The actions of Tesla rise sharply this Monday, even as some important Wall Street analysts suggest stocks have further room to fall after a tough start to the year and a day before key data releases.
Tesla (TSLA)which is navigating a big decline in global demand for electric vehicles, increased competition from China-based rivals and lower profit margins due to a series of price cutswill release its second-quarter delivery figures on Tuesday, July 2.
So, this Monday, Tesla shares climb 6.2%, extending a series of gains that have reached 15% in the last five days17% in the last month. A sort of recovery, since in the first half of the year the negative balance is 15.5%.
The group warned earlier this year that total deliveries in 2024 would be “noticeably lower“by 2023. Last month, Tesla removed a reference to its goal of delivering 20 million vehicles each year by 2030.
A broader strategy shift, described by the CEO Elon Musk as “blindingly obvious“It could also see the automaker focus on developing a fleet of autonomous robotaxis, harnessing the power of its artificial intelligence supercomputer, rather than its traditional car-making roots.
“Price cuts and financing promotions have shown diminishing returns on volume,” Wells Fargo analysts said in a note published Monday. They lowered their 2024 delivery estimate to about 1.55 million units, “[aproximadamente] a 14% year-over-year decrease and [aproximadamente] 13% below the Wall Street consensus.
Tesla is about to embark on a rally
However, Tesla’s projections are improving for the second half of the year, according to Dan Ives of Wedbushwho says the company’s recovery story is just beginning. The analyst includes Tesla stock on the list of key think tanks as second-quarter deliveries approach.
Tesla stock is poised to rally in the second half of this year as things finally start to look up for the electric carmakeraccording to Dan Ives of Wedbush.
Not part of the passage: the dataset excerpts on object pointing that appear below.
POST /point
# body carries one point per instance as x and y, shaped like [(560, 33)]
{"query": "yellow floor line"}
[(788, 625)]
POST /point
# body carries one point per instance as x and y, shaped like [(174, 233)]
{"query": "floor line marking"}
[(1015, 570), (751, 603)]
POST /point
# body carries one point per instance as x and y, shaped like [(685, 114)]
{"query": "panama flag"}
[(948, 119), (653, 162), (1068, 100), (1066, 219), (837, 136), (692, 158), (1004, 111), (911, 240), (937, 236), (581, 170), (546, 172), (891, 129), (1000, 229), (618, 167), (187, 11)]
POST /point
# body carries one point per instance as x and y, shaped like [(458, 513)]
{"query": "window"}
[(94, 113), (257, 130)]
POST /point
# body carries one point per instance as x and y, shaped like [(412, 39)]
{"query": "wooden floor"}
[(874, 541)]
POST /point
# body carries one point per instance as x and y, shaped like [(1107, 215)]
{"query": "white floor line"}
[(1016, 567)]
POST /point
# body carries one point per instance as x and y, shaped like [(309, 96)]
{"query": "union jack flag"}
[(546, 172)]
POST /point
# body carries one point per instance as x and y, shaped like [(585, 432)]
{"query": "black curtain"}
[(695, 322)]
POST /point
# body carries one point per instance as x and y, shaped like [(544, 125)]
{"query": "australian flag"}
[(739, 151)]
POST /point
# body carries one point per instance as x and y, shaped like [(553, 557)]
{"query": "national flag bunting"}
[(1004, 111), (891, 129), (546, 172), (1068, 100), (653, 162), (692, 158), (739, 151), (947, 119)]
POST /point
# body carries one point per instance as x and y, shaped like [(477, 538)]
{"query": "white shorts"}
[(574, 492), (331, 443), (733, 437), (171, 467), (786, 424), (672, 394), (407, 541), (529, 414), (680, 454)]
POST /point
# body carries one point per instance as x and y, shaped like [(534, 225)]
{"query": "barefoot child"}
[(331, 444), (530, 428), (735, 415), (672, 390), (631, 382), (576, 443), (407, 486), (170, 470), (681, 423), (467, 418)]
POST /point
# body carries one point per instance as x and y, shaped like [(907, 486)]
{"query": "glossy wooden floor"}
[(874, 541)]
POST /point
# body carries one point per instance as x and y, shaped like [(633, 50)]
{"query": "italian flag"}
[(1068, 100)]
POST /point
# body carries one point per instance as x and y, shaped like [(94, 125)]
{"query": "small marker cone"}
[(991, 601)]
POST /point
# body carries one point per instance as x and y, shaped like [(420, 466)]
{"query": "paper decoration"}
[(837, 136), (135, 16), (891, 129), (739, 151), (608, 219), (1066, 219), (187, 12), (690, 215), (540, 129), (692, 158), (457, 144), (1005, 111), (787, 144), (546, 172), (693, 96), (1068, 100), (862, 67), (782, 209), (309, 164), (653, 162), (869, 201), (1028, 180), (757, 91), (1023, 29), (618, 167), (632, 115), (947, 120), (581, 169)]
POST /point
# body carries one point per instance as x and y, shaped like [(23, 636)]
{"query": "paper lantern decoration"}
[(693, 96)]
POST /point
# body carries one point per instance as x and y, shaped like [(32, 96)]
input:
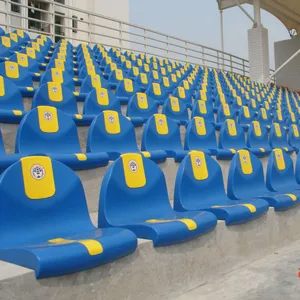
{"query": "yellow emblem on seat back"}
[(38, 177), (102, 96), (161, 124), (48, 119), (202, 107), (199, 166), (134, 172), (245, 162), (279, 158), (12, 69), (128, 85), (294, 127), (111, 122), (174, 104), (55, 91), (156, 89), (231, 127), (142, 100), (257, 128), (200, 126), (277, 129)]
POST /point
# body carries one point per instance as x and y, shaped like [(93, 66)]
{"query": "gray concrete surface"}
[(274, 277)]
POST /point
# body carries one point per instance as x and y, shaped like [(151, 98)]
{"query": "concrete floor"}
[(275, 277)]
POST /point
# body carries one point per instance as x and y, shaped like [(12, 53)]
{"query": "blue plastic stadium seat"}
[(176, 110), (140, 108), (245, 117), (115, 77), (203, 109), (60, 76), (56, 95), (231, 137), (264, 118), (92, 82), (157, 92), (246, 181), (20, 77), (278, 138), (134, 196), (224, 112), (200, 135), (11, 102), (126, 89), (98, 100), (143, 81), (294, 137), (280, 174), (181, 94), (257, 140), (67, 241), (48, 131), (199, 186), (162, 133), (114, 134)]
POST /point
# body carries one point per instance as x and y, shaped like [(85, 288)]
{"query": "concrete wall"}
[(118, 9), (290, 75)]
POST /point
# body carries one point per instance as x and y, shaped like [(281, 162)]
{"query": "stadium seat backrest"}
[(136, 187), (58, 75), (203, 109), (47, 130), (161, 133), (19, 75), (93, 82), (225, 112), (278, 136), (140, 105), (38, 193), (245, 177), (10, 96), (231, 136), (198, 177), (57, 95), (100, 99), (280, 171), (200, 134), (111, 132), (175, 109), (294, 136), (257, 136)]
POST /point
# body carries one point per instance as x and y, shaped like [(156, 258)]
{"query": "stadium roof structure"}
[(287, 11)]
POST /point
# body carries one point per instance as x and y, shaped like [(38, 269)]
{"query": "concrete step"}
[(272, 277), (165, 272)]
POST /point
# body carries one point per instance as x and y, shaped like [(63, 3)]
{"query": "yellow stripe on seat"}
[(93, 247), (146, 154), (81, 156), (17, 112), (251, 207), (292, 196), (190, 224)]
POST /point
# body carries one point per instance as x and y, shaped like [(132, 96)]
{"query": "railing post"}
[(186, 53), (90, 29), (167, 46), (145, 41), (7, 16), (52, 26), (203, 56), (121, 35)]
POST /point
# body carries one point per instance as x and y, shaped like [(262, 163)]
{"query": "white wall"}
[(290, 75)]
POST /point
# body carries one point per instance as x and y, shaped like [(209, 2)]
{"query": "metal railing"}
[(62, 21)]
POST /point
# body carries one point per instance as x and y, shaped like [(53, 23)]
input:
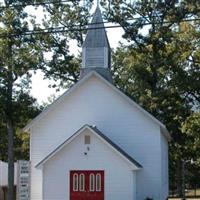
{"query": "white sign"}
[(23, 180)]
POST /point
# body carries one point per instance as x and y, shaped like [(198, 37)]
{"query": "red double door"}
[(87, 185)]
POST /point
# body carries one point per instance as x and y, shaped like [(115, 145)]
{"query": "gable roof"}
[(135, 165), (80, 82)]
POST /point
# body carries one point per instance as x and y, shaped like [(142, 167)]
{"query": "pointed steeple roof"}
[(96, 35), (96, 48)]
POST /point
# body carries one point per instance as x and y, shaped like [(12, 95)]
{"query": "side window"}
[(82, 182), (75, 182), (98, 182), (92, 182)]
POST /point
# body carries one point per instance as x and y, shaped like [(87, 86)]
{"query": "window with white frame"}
[(98, 182), (82, 182), (75, 182), (92, 182)]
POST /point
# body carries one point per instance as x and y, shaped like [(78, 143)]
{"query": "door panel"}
[(87, 185)]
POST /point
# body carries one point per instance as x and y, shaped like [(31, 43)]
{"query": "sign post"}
[(23, 180)]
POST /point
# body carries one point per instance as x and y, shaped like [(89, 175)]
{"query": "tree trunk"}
[(179, 178), (10, 131)]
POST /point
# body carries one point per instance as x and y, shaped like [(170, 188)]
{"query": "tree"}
[(159, 69), (25, 108), (18, 56)]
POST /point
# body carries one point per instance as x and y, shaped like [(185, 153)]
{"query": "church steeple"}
[(96, 48)]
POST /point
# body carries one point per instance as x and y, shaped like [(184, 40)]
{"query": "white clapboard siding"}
[(72, 157), (95, 103)]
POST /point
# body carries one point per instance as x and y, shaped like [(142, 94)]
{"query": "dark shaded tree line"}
[(159, 68)]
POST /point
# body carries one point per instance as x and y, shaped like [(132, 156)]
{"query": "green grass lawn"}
[(189, 193)]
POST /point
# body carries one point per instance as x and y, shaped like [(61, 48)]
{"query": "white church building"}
[(94, 142)]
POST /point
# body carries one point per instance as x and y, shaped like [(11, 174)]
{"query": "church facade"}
[(94, 142)]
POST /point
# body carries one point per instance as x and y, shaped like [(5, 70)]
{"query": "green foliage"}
[(160, 68)]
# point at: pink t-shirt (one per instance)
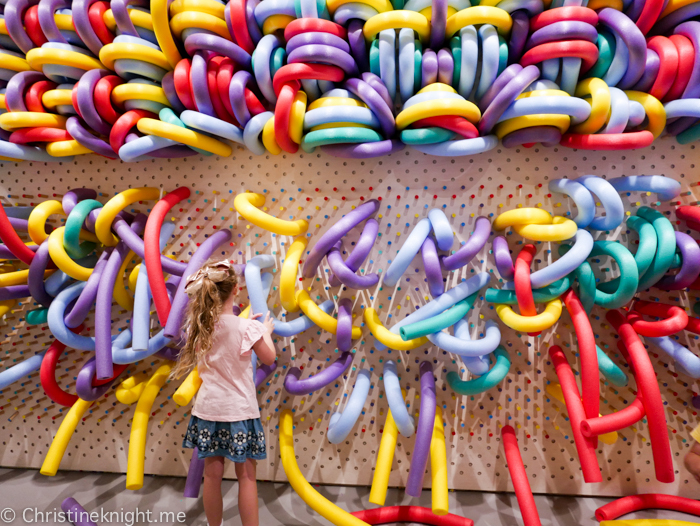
(227, 393)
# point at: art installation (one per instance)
(77, 271)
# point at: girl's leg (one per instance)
(213, 501)
(247, 492)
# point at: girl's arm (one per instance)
(264, 348)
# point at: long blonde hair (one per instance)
(210, 287)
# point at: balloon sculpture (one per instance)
(83, 264)
(138, 80)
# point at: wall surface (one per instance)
(321, 189)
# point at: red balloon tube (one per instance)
(614, 421)
(674, 319)
(648, 385)
(572, 398)
(648, 501)
(523, 493)
(590, 375)
(152, 250)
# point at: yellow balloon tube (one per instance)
(6, 306)
(385, 457)
(63, 436)
(288, 276)
(129, 391)
(139, 427)
(438, 466)
(120, 294)
(308, 494)
(19, 277)
(320, 318)
(188, 388)
(248, 205)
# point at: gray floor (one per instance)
(22, 489)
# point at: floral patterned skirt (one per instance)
(236, 441)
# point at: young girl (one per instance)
(225, 419)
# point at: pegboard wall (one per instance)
(321, 189)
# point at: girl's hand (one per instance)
(268, 323)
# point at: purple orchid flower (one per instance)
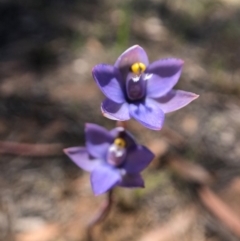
(134, 88)
(112, 157)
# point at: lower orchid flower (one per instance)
(136, 89)
(112, 157)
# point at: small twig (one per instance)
(191, 172)
(221, 210)
(103, 213)
(26, 149)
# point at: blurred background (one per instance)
(47, 51)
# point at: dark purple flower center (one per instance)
(117, 152)
(136, 87)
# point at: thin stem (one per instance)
(121, 124)
(100, 216)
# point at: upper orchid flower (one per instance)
(113, 158)
(134, 88)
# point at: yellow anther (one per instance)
(120, 142)
(138, 68)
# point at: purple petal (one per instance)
(138, 159)
(162, 76)
(115, 111)
(148, 114)
(98, 140)
(109, 81)
(132, 180)
(132, 55)
(80, 156)
(175, 99)
(104, 178)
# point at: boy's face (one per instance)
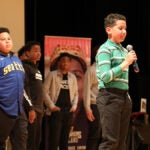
(64, 63)
(6, 43)
(34, 54)
(118, 32)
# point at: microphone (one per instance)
(135, 65)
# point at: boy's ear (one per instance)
(108, 30)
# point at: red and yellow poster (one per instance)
(80, 48)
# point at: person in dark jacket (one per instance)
(34, 87)
(11, 87)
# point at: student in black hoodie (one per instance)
(34, 87)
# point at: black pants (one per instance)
(94, 133)
(6, 126)
(115, 108)
(19, 134)
(59, 128)
(35, 133)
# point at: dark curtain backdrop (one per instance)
(84, 18)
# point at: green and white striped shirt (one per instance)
(108, 69)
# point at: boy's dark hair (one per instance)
(111, 19)
(21, 51)
(4, 29)
(63, 55)
(29, 45)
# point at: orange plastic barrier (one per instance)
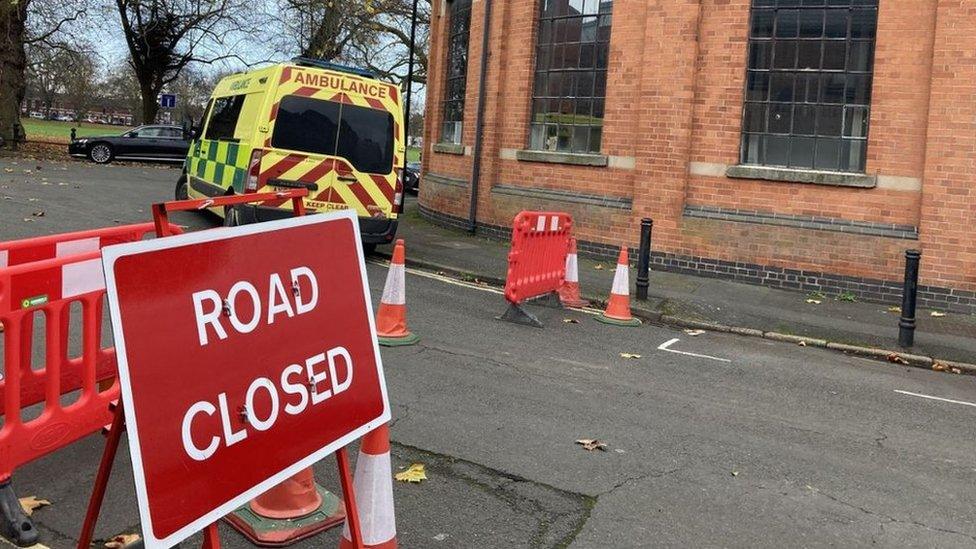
(537, 260)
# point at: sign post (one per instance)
(245, 355)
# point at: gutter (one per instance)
(480, 123)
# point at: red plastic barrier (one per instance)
(537, 260)
(49, 287)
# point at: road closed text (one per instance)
(308, 382)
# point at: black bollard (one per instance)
(644, 258)
(906, 325)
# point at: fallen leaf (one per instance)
(896, 358)
(414, 473)
(32, 503)
(591, 444)
(121, 540)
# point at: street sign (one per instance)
(245, 355)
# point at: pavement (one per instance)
(713, 440)
(699, 301)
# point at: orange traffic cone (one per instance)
(373, 486)
(391, 319)
(569, 291)
(618, 308)
(293, 510)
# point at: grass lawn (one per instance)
(53, 130)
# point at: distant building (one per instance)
(802, 145)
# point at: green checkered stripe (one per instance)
(224, 165)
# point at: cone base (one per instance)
(617, 321)
(266, 532)
(409, 339)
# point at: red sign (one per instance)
(245, 355)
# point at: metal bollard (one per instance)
(644, 258)
(906, 324)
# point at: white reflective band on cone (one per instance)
(572, 268)
(81, 278)
(621, 281)
(73, 247)
(374, 498)
(393, 292)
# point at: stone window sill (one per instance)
(814, 177)
(553, 157)
(449, 148)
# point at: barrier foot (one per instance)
(550, 300)
(515, 313)
(14, 524)
(268, 532)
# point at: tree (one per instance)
(165, 37)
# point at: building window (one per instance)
(571, 75)
(808, 85)
(457, 70)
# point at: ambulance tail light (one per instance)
(398, 192)
(253, 170)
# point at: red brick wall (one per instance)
(675, 92)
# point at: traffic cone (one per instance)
(569, 291)
(618, 308)
(373, 486)
(391, 319)
(291, 511)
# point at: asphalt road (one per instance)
(743, 442)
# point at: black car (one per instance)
(411, 179)
(165, 143)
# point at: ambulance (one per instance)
(336, 131)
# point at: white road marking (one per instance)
(940, 399)
(667, 344)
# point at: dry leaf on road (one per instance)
(414, 473)
(32, 503)
(122, 540)
(591, 444)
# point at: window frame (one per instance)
(591, 70)
(458, 43)
(845, 137)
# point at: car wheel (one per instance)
(100, 153)
(182, 189)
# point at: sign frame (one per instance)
(109, 257)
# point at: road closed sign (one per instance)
(245, 355)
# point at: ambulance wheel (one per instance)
(182, 189)
(101, 153)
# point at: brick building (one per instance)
(802, 144)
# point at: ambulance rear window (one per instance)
(361, 135)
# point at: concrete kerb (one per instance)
(648, 315)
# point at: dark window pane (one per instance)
(780, 117)
(306, 124)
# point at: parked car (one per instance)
(411, 179)
(164, 143)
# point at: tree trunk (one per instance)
(13, 62)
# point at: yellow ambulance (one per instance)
(336, 131)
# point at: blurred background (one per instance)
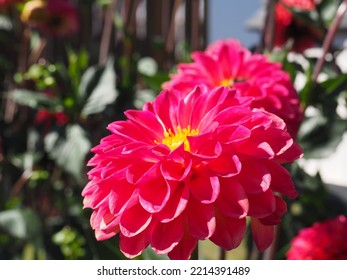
(70, 67)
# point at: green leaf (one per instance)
(327, 10)
(154, 82)
(103, 94)
(319, 137)
(20, 223)
(69, 150)
(34, 99)
(333, 87)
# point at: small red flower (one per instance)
(58, 18)
(288, 27)
(190, 167)
(9, 2)
(228, 63)
(323, 241)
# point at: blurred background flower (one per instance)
(83, 63)
(325, 240)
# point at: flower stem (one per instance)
(106, 33)
(269, 28)
(329, 38)
(195, 254)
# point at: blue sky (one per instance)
(227, 18)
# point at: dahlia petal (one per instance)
(229, 232)
(200, 219)
(232, 134)
(133, 246)
(262, 235)
(134, 220)
(110, 224)
(184, 249)
(154, 191)
(234, 115)
(254, 177)
(185, 116)
(129, 131)
(175, 167)
(281, 180)
(147, 122)
(232, 200)
(137, 170)
(203, 187)
(261, 204)
(204, 147)
(165, 236)
(225, 165)
(208, 63)
(166, 109)
(175, 205)
(275, 217)
(256, 148)
(292, 153)
(121, 196)
(101, 235)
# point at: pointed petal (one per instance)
(281, 180)
(154, 190)
(229, 232)
(254, 177)
(262, 235)
(203, 187)
(176, 204)
(132, 247)
(184, 249)
(165, 236)
(134, 220)
(262, 204)
(232, 200)
(200, 219)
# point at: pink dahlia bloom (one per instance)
(323, 241)
(228, 63)
(187, 168)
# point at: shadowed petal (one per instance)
(262, 235)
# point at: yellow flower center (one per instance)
(173, 140)
(227, 82)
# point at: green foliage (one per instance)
(69, 150)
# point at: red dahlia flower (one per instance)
(9, 2)
(323, 241)
(228, 63)
(58, 18)
(187, 168)
(288, 27)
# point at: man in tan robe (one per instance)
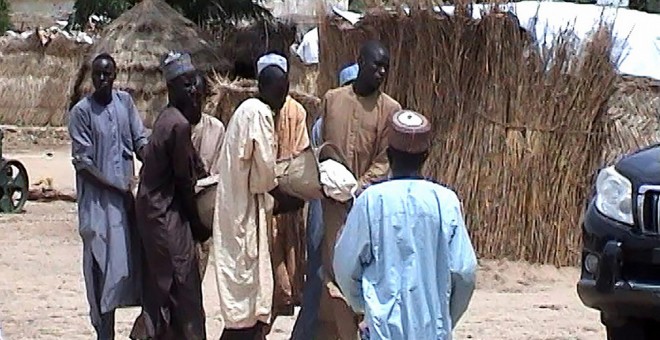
(207, 137)
(355, 119)
(288, 233)
(247, 198)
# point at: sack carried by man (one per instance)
(205, 199)
(304, 176)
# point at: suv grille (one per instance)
(648, 209)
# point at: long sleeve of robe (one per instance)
(405, 259)
(242, 214)
(288, 230)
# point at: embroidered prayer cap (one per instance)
(272, 59)
(348, 74)
(409, 132)
(176, 63)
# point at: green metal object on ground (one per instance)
(14, 184)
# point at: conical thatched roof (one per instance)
(151, 28)
(137, 40)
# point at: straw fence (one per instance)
(519, 131)
(633, 117)
(35, 80)
(137, 40)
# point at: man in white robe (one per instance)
(244, 206)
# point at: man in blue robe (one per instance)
(306, 323)
(106, 131)
(404, 258)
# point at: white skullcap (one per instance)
(410, 132)
(176, 64)
(272, 60)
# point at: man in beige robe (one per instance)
(355, 119)
(247, 197)
(288, 233)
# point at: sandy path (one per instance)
(42, 293)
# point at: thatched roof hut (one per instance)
(633, 117)
(35, 78)
(518, 137)
(137, 40)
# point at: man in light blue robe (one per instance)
(404, 258)
(106, 131)
(305, 326)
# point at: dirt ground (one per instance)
(42, 292)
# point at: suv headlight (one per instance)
(614, 195)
Elon Musk – TESLA-INDIA-MINISTER (REUTERS).jpg
Ives, who has praised Tesla’s growth potential for years, said he remained optimistic about the company despite a tepid performance so far in 2024. Shares are down 18% in 2024, a loss largely driven by weak demand for electric vehicles, rising competition in China and drama stemming from Elon Musk’s multiple legal battles, Ives previously said.
But those headwinds are easing, especially as things begin to stabilize in ChinaIves said. Tesla has stopped offering price cuts on its key car models, a possible sign of firmer demand. Tesla’s second-quarter deliveries, which the company is set to announce this week, will likely be disappointing, but that’s likely “the last of the bad news” for the automaker, he said.
Robotaxi drives stocks
Tesla is also about to present its Robotaxi at an event in Augusta fully autonomous car model that Musk has hinted at for months. The launch could represent a major turning point for Tesla stock, Ives said, previously calling the robotaxi a “magic model” for the company.
Those gains could be amplified if Trump is re-elected for a second term, as Trump is “pro-Musk” compared to President Joe Biden, who has “actively ignored” Tesla, Ives said.
Wedbush reiterated its “outperform” rating on the stock and a $275 price target, implying upside of as much as 33% from current levels. “The ‘comeback kids’ story for Musk is starting with Robotaxi Day in August. I think this is a stock that’s going to have a great run in the second half of the year,” Ives said. “I think the stock is telling you … the worst is in the rearview mirror for Musk and Tesla.”
Other analysts are not so sure. Long-term investors and banking analysts have warned that Tesla could have a downside potential of up to 91%. This is due to key problems with the company’s business model.as well as the fact that headwinds to growth could last for years, strategists said. Wells Fargo at the beginning of this year.